El investigador Enrique Pérez López, originario de este municipio de los Altos de Chiapas, afirmó que los carnavales tsotsiles representan la memoria histórica y la identidad de los pueblos originarios, pues tienen elementos tomados del Popol Vuh, el libro sagrado de los mayas.
El acto cumbre del tercero de los cinco días del carnaval tuvo lugar este domingo con el rito de los guajolotes, que consiste en que dos de estos son colgados en un lazo sobre la calle y cinco jinetes pasan corriendo debajo varias veces. En ocasiones se detienen, les arrancan plumas y se las ponen en la cabeza.
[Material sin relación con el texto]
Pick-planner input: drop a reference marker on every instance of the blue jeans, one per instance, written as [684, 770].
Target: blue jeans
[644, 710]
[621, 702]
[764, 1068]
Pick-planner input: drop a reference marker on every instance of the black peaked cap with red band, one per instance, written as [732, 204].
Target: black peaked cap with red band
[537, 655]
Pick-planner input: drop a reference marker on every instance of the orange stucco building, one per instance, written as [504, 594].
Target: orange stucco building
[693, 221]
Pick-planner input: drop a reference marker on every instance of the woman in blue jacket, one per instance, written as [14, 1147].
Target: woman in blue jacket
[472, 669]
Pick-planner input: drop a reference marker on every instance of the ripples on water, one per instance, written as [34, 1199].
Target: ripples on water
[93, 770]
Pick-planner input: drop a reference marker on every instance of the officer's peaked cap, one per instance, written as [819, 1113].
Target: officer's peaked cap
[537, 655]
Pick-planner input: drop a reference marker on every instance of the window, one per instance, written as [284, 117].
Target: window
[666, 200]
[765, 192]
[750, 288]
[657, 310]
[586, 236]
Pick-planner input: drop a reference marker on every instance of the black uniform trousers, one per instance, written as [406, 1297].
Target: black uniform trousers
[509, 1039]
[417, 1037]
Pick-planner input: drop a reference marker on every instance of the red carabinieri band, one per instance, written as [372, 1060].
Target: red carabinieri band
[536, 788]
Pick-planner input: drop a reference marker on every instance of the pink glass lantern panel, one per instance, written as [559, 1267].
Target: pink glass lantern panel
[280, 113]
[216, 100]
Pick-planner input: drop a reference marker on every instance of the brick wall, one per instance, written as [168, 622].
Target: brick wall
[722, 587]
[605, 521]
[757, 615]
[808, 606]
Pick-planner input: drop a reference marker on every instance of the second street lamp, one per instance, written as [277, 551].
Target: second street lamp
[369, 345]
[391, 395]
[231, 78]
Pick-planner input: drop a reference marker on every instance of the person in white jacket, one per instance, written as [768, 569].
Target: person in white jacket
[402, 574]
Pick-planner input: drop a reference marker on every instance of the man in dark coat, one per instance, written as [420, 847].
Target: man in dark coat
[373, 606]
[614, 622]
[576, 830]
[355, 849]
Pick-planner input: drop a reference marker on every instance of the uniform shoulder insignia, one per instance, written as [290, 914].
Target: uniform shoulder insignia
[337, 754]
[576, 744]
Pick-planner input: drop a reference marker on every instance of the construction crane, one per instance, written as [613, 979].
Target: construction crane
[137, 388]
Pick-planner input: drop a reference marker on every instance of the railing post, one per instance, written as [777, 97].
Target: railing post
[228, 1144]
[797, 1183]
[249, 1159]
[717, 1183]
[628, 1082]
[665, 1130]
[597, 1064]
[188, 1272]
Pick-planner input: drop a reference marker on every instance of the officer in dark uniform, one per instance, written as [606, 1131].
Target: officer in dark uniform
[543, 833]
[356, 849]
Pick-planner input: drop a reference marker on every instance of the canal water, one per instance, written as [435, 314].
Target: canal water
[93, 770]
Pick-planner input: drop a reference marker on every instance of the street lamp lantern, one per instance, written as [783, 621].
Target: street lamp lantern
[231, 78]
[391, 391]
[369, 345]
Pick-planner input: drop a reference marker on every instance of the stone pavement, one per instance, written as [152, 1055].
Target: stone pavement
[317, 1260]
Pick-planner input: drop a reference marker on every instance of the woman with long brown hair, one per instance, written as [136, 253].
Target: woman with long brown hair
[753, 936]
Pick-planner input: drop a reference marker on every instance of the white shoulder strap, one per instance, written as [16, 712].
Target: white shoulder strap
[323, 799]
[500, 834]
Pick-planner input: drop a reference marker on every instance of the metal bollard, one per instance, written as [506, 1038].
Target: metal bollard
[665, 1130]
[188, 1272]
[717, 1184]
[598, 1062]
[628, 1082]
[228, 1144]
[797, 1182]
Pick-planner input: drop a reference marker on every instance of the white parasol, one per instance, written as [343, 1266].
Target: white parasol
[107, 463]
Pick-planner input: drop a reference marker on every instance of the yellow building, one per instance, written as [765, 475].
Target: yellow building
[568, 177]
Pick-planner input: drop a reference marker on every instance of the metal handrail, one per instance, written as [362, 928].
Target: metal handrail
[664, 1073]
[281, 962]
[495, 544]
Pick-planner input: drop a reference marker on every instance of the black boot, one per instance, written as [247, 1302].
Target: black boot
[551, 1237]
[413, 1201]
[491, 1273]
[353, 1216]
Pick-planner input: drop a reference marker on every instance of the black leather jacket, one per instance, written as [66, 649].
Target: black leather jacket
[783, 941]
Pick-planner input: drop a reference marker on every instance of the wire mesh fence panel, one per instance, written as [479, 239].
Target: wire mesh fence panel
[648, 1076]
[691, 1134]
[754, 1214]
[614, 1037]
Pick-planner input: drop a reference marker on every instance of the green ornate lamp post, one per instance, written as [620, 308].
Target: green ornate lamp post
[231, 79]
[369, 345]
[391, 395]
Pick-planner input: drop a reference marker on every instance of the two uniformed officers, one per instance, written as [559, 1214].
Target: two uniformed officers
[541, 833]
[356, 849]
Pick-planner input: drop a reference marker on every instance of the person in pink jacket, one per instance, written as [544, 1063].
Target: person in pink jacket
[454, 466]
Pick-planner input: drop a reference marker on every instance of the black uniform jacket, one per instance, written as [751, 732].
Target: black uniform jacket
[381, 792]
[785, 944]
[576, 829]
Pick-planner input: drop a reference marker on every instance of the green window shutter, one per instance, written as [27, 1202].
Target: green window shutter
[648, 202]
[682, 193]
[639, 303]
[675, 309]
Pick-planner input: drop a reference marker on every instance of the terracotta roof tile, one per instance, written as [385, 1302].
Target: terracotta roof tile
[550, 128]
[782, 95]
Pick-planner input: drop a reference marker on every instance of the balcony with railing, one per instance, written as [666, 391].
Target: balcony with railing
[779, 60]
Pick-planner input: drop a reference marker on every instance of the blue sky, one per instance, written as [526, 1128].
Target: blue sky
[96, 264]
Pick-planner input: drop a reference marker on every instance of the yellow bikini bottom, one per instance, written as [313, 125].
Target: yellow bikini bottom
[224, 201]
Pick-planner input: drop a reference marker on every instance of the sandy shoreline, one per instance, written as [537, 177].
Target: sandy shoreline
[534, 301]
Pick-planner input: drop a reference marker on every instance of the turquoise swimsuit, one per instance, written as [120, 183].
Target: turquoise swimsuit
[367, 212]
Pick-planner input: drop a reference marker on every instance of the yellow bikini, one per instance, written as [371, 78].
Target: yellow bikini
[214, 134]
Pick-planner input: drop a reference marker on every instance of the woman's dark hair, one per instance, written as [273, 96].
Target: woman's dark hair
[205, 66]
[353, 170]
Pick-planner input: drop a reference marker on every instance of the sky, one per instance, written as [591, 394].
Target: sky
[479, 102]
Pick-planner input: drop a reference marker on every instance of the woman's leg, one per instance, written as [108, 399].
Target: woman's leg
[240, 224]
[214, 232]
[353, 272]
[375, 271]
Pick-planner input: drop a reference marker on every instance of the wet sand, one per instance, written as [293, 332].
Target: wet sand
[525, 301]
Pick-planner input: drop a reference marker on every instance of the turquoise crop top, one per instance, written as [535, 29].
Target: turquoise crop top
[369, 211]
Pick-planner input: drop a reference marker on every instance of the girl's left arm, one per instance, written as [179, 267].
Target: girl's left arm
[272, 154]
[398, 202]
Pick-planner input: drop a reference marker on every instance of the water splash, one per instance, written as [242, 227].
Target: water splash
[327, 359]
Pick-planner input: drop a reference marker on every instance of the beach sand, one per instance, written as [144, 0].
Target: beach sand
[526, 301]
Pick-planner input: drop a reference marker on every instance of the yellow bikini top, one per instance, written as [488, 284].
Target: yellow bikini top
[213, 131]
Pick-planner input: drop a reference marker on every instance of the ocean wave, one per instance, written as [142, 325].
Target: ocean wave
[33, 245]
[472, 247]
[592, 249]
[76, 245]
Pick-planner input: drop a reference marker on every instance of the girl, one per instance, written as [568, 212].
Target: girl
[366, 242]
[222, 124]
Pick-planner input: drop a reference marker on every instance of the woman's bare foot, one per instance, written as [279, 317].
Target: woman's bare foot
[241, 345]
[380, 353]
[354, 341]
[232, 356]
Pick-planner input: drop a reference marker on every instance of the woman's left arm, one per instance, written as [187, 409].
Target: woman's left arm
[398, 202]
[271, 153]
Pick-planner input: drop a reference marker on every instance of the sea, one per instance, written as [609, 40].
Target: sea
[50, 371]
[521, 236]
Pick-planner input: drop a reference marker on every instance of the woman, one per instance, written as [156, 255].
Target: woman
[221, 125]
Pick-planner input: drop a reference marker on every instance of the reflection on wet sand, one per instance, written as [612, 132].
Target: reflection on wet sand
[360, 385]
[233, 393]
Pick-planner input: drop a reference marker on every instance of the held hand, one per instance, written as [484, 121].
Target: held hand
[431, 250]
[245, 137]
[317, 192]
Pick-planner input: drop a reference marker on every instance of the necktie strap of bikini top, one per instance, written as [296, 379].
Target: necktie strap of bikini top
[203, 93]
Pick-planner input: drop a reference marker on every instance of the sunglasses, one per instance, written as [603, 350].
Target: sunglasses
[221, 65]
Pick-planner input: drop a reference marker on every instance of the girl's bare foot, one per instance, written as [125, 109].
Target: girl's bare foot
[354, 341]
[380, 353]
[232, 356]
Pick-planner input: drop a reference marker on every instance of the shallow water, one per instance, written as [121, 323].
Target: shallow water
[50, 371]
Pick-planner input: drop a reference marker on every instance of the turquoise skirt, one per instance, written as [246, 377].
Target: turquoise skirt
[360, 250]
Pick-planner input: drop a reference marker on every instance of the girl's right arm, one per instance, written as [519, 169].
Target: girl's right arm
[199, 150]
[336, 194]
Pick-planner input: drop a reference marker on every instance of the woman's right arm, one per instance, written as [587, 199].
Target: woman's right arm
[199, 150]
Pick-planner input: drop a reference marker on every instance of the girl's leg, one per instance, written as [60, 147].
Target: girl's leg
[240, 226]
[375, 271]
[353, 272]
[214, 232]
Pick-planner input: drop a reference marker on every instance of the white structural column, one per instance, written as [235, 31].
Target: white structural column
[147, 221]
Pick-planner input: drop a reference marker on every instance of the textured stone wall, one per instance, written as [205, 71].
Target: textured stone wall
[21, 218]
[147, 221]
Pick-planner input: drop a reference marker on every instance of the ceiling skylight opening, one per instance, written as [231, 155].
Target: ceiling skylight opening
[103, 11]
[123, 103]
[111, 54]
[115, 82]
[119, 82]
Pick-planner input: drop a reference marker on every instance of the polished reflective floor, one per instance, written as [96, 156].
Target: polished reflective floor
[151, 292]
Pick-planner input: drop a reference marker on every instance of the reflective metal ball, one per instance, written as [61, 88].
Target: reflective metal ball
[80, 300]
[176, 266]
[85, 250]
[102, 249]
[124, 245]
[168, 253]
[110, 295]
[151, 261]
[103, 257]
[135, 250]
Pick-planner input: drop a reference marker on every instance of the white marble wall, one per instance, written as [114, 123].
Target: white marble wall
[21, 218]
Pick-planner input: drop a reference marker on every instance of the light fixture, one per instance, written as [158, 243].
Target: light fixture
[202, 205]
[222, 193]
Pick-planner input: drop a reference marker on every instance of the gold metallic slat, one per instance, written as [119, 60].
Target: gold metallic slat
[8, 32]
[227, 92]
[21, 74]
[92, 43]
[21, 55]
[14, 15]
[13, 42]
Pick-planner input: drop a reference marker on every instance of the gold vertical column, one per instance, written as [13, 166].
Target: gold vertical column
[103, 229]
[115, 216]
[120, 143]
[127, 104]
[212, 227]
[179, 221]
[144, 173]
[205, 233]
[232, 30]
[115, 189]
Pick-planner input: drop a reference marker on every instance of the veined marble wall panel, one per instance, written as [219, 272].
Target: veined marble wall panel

Antes de que las bestias crucen el punto en el que las aves están guindadas, un hombre con una máscara al revés pasa corriendo sobre un caballo de madera, lo que según Pérez López significa “un escarceo de bufones que imitan a los jamelgos de verdad. Los jinetes hacen la parte ritual, ceremonial y el que va en los de imitación, la parte humorística”.
Después de más de media hora, ante la mirada de lugareños, algunos trepados en azoteas, dos hombres con la cara pintada de negro y su vestido blanco tradicional, bajan a los guajolotes y los colocan en uno de los postes que sostienen el lazo y les cortan la cabeza.
Después dos indígenas llevan los guajolotes para desplumarlos y otro dos se llevan las cabezas para recorrer el pueblo mostrándolas y asustando a hombres y mujeres desperdigados en el centro.
Enseguida, con los dos guajolotes sobre la espalda de un nativo, visitan la casa de los paxiones -cuatro entrantes y cuatro salientes-, responsables del K’in tajimol (la fiesta del carnaval, de los juegos), y hacen un rito de velación de las aves, sollozos incluidos, simulando que se trata de un ser humano, con un juego de palabras con sentido sexual y albures.
Después de la ceremonia las aves son destazadas para hacerlas en caldo que el lunes, en el penúltimo día del carnaval, será repartido entre autoridades y pobladores.
En esta ocasión, por primera vez, un extranjero, el estadounidense Benjamín Fash será paxión, derecho que se ganó por ser compañero de vida de María Dolores Arias, originaria de este pueblo.